There was a fourth guy in the room, but he was turned onto his stomach and didn't say anything. You couldn't tell if he was asleep or listening to all of this.

"That's Wilson," said Honest John. "He doesn't like us much."

"Eat it," said Wilson in a loud clear voice.

Honest John giggled. He was the only one in the room who could move around, and it gave him a certain authority, somewhere between ambassador and talk-show host. He had all the confidence of a weight lifter, but his legs were remarkably thin under the blanket that covered them.

"If you want the gun, Jack," I said, "you can get it when you leave, downstairs in the cashier's office." The security officer would place it there, inside a yellow "patient's valuables" envelope, because that was the rule.

"Sure, man," he said, completely unconcerned. I saw Yolanda, the LPN, standing at the door with a jar of lotion, washcloth, soap, and towel. She was pretty in a horsey way, with a long face to match her long legs. For a moment, jealousy made a sweet ache that started in my chest and ran out to the hands.

"Time for your skin treatment," she said.

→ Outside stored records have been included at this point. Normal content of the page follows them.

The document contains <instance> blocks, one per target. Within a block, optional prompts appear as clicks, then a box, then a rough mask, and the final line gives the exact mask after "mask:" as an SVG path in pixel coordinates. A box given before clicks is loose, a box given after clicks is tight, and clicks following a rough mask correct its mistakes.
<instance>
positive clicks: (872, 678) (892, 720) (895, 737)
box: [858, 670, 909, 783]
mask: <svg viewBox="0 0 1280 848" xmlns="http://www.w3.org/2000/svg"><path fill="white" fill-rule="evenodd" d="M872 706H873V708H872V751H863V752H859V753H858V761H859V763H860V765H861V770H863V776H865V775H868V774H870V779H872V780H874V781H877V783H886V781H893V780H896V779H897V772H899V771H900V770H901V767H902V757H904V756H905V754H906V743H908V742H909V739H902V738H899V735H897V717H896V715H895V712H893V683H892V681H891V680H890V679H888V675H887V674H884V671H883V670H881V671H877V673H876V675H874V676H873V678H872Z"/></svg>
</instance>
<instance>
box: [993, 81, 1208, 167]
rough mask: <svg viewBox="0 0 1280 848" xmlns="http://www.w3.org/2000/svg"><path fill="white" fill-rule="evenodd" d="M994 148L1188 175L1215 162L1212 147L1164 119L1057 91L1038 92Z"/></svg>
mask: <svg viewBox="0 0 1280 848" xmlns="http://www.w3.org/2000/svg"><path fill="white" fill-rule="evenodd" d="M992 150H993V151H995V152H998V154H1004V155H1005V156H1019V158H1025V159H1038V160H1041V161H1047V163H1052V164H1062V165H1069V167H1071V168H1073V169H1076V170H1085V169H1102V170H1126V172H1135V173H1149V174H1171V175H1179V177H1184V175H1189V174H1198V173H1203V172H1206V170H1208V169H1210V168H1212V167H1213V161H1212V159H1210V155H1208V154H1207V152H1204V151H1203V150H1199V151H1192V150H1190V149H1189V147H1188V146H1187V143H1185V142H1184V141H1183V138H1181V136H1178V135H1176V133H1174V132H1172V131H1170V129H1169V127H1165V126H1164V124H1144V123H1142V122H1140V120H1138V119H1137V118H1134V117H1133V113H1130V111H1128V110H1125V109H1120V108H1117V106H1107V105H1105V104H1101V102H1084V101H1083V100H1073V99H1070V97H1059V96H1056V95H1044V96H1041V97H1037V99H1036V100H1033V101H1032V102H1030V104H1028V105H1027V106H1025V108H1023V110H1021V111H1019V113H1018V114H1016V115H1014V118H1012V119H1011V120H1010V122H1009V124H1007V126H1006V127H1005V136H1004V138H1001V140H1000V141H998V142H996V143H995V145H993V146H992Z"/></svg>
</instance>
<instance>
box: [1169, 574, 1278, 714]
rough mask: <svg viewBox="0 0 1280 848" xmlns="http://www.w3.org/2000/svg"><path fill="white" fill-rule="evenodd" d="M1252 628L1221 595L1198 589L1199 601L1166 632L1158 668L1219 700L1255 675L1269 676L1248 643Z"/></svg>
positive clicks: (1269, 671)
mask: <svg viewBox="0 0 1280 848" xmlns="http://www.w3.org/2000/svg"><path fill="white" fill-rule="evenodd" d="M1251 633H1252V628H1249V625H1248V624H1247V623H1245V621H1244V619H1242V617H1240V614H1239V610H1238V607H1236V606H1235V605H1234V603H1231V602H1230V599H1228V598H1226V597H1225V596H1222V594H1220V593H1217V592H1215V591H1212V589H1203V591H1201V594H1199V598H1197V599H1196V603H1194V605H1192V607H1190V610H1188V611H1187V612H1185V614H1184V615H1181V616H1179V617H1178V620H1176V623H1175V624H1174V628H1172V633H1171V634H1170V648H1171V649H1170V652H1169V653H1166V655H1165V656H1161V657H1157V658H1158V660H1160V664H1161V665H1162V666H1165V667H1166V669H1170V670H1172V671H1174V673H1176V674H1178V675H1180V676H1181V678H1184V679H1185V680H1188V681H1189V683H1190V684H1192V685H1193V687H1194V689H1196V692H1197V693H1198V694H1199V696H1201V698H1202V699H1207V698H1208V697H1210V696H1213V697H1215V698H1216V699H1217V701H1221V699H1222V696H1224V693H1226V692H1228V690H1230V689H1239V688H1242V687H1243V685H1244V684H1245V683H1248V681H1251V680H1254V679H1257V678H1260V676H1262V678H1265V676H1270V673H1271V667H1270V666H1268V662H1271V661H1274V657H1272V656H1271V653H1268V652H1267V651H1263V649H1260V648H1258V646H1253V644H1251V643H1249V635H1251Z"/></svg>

"Is this Tuesday?" I said, looking at my watch.

Honest John knew when it was time to leave, and so did I. We went into the hall. Honest John smiled and did a wheelie that was nothing less than spectacular. He reared up in an instant and did a full 360 before dropping lightly down.

"All right!" I said, slapping his open palm.

"Be cool," he said and blasted smoothly down the hall toward the nursing station. He was going down there to flirt with the nurses, as he usually did in the evening. His diabetes was bad, however, what the doctors call "brittle." In time it was going to mean a lot of trouble for him. A cut on his foot would turn gangrenous and he'd have to have it amputated, but for now he was as lively and good-looking as he would ever be.

Around the corner, passing Honest John with imperial dignity, came Emory dressed as Sister Bernadetta. Nicky, the nursing assistant, pushed him in the wheelchair. They headed toward 675, where Jack Triplett was having the time of his life, as usual.

I dropped by Romona's office, where the unit managers often hung out, and found Barbara and Romona. Barbara had obviously been crying, and her hand shook as she wiped her tears.

"Oh, Holder," she said, as if she might start crying again.

"What's the matter?" I asked Romona.

"You know how Janush always wants the hallways clean?" she said. "Well, Barbara was straightening up the carts on Nine South when she saw a used Chux under one of them. She thought she'd do the nurses a favor by tossing it out, but when she picked it up, there was a baby inside."

"Oh," I said with dread, not wanting to hear the rest. Chux were blue disposable pads the nurses put under the patients, in case they soiled the bed.

"It may have been stillborn," Romona said, "and then again . . ." Her voice trailed off, and she rolled a look at Barbara.

Barbara studied the lengthening ash of Romona's cigarette, which was bound to fall any second. "It was a little dead baby, with dead hands and dead fingers," she said. "Somebody must have given birth to her here in the hospital and left it to die."

"Oh, I don't think so," said Romona, concerned about her morbid tone. "I think maybe it was stillborn, Barbara, either here or at home, and the poor mother didn't know what to do with it. She probably thought the hospital was the right place to take it. If it was alive, it would have cried, and somebody would have found it."

I thought about that for a while. The smallness of the room was never more apparent. Though it was mid-winter, the room was stuffy, and a small circular fan throbbed in the corner. It didn't put out much air, however, and only added to the oppressive feeling in the room. Sometimes when the office was crowded, Ed would sit on its sturdy, flat top and pretend the vibrations were "getting him off" as he put it. I gave an involuntary shiver and looked at my watch. It was still two hours until break time, ten o'clock. We had nothing to do but sit here together, thinking of other topics for discussion. Romona sighed and studied her nails. She'd brought a romance novel with her but felt it wasn't the time to drag it out of her purse. Barbara stared fiercely at the wall, wondering why, of all people, she had to find the body. I sat wondering about the same injustice.